Tommy antwortete nicht, und das machte uns jetzt richtig Sorgen. Er war doch sonst nicht sprachlos. Was war nur mit ihm? Woher kannte er diesen Ort? Und warum machte er ihm Angst? Dann, mit einem merkwürdigen Glanz in den Augen, ging er weiter auf den Rand der Klippe zu. Janine wollte ihn am Arm zurückhalten, aber ich schüttelte stumm den Kopf. Ich hatte auf einmal das Gefühl, dass auch ich diese Stelle kennen würde. Aber verflixt, ich konnte mich nicht erinnern, jemals auf einer Klippe gestanden zu haben.

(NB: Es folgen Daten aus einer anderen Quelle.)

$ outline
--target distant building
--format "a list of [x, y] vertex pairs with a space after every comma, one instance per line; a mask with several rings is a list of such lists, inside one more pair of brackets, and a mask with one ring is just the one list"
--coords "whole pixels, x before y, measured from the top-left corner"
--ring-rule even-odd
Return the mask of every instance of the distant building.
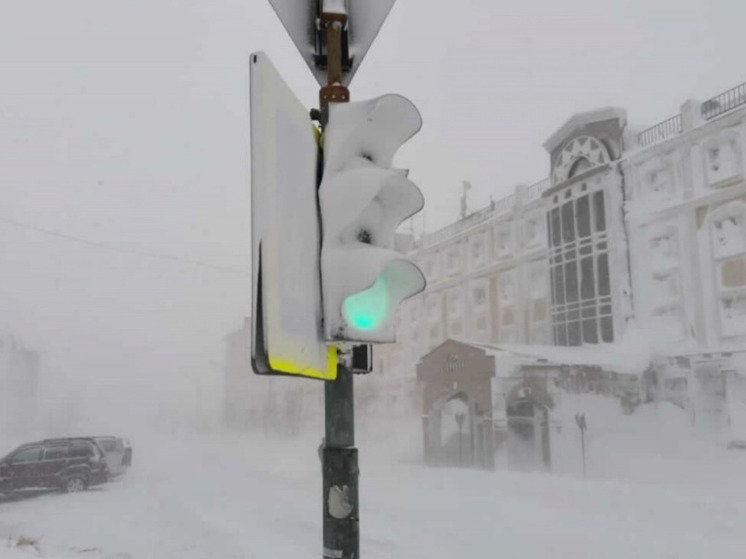
[[547, 180], [419, 239], [427, 289], [376, 367], [412, 378], [448, 339], [614, 344], [645, 356], [645, 395], [746, 439], [746, 84], [639, 132], [576, 114], [544, 147]]
[[16, 437], [38, 419], [39, 365], [38, 352], [0, 338], [0, 438]]
[[[223, 421], [226, 426], [246, 427], [252, 419], [251, 320], [225, 339]], [[255, 418], [256, 419], [256, 418]]]
[[290, 376], [257, 375], [251, 368], [251, 319], [225, 337], [223, 422], [294, 436], [304, 422], [323, 421], [323, 384]]

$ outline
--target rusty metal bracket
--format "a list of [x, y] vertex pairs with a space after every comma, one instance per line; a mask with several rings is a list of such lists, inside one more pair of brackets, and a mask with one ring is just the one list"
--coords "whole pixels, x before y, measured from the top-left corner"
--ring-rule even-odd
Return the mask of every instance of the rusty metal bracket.
[[348, 103], [350, 101], [350, 90], [343, 85], [325, 85], [319, 91], [319, 101], [322, 107], [329, 103]]
[[326, 26], [333, 21], [338, 21], [342, 24], [342, 27], [344, 28], [345, 25], [347, 25], [347, 14], [338, 14], [338, 13], [329, 13], [329, 12], [321, 12], [321, 16], [319, 17], [319, 22], [322, 26]]

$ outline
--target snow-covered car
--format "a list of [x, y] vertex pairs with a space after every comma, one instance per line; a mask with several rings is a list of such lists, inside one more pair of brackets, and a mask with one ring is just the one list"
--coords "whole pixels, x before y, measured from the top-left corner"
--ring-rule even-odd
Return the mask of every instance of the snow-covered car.
[[124, 474], [132, 465], [132, 445], [121, 437], [91, 437], [104, 451], [109, 476], [112, 478]]
[[90, 437], [26, 443], [0, 459], [0, 493], [35, 488], [82, 491], [108, 479], [104, 452]]

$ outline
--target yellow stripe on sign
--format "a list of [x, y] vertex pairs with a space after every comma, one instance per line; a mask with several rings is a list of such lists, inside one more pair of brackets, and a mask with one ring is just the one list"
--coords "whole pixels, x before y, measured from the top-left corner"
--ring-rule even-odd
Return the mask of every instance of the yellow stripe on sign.
[[269, 356], [269, 366], [275, 371], [288, 373], [290, 375], [299, 375], [303, 377], [317, 378], [321, 380], [334, 380], [337, 378], [337, 348], [330, 346], [326, 353], [326, 371], [315, 371], [313, 369], [304, 369], [284, 359]]

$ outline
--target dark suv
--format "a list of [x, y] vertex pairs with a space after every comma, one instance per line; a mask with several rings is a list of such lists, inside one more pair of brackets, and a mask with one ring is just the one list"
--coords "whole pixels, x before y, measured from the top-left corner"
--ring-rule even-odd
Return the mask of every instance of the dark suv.
[[0, 493], [30, 488], [82, 491], [108, 479], [105, 454], [93, 438], [28, 443], [0, 460]]

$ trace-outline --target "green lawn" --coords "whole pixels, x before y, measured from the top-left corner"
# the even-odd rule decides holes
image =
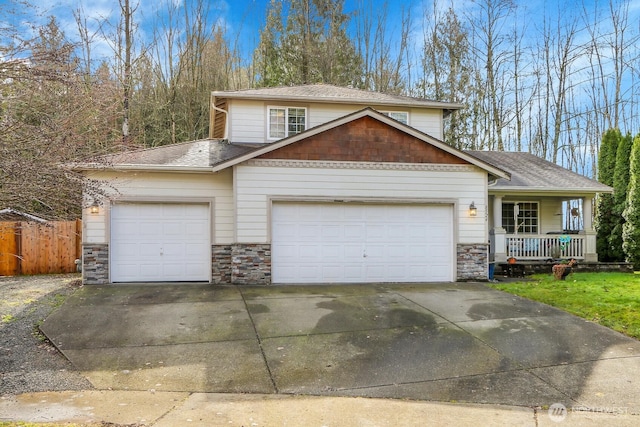
[[[554,280],[551,274],[536,274],[522,282],[489,286],[640,339],[640,274],[572,273],[565,281]]]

»Bleibt bitte hier«, sagte ich zu Janine. »Ich glaube, das geht nur Tommy und mich etwas an.«
Ich wusste nicht, warum ich das gesagt hatte. Aber Janine nickte und verständigte sich kurz mit Sanne. Die beiden hielten Jever zurück, weil die Klippe für einen Wirbelwind wie ihn zu gefährlich war. Mein Hund würde sowieso nicht loslaufen.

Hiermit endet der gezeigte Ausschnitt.